The 10 Best ‘Mulholland Dr.’ Fan Theories

The most exciting of this week’s new DVD/Blu-ray releases is the Criterion Collection’s immaculate edition of David Lynch’s Mulholland Dr., a gorgeous, bizarre, brilliant movie that’s been confounding audiences since its release fourteen years ago. The Movie Internet was still in its infancy then, but fans, critics, and confused novices began using boards and chat rooms to try puzzling out the picture’s many twists, symbols, and dead-ends, resulting in a surplus of Mulholland fan theories, both credible and insane. We’ve compiled our favorites—from both categories.

The first two acts are a dream/fantasy; the third is “reality.”
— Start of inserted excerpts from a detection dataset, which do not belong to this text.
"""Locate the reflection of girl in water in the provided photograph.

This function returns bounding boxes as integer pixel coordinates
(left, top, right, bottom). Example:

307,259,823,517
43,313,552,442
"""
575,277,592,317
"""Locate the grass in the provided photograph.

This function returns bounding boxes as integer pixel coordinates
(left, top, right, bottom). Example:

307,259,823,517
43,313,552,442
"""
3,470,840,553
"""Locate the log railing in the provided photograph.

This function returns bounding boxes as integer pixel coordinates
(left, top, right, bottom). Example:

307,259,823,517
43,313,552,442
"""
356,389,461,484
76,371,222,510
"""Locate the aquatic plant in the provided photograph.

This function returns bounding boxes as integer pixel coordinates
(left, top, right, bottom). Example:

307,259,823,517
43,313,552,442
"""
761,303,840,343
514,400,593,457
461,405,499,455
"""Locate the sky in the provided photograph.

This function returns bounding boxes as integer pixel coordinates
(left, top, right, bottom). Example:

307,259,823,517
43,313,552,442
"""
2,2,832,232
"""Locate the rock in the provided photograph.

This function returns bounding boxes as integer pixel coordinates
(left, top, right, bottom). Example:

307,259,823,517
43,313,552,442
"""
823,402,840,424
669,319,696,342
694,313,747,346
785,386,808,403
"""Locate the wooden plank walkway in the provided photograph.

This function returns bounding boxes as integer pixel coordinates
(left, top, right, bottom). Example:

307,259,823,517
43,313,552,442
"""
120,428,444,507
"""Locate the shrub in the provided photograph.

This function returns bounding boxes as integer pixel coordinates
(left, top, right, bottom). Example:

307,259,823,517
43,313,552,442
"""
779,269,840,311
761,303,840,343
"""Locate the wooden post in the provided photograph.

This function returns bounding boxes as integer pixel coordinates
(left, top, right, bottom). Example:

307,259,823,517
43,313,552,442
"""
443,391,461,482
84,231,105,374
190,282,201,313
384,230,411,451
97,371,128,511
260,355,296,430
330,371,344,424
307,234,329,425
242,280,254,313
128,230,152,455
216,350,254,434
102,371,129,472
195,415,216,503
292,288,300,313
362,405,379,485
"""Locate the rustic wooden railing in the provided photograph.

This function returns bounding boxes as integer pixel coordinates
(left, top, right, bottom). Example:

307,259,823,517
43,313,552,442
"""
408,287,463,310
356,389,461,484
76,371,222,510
This is the most commonly accepted reading of a movie that inherently resists being “read.” But the biggest question for Mulholland viewers was—and always has been—exactly how the first 100 minutes and the last 40 fit together (aside from “the first 100 were what Lynch shot for the aborted TV pilot and the last 40 was what he added to make it into a movie”). It was put most succinctly in this article at Salon, which sort of became the go-to reference page for figuring out Mulholland Dr. (as much as you could):

Well, it seems that Diane had her girlfriend murdered. Then, in a masturbatory fantasy cum fever dream in the moments before she commits suicide, she reimagines her ruined career and failed relationship with the woman she loves.

The dream begins with Camilla/Rita miraculously escaping the hit Diane had taken out on her. From there, Diane, a product of Hollywood, imagines the story in cinematic fashion: She sees herself as the naive wannabe starlet Betty, who succeeds on sheer talent and solves whatever problems are thrown her way. She even gets the girl!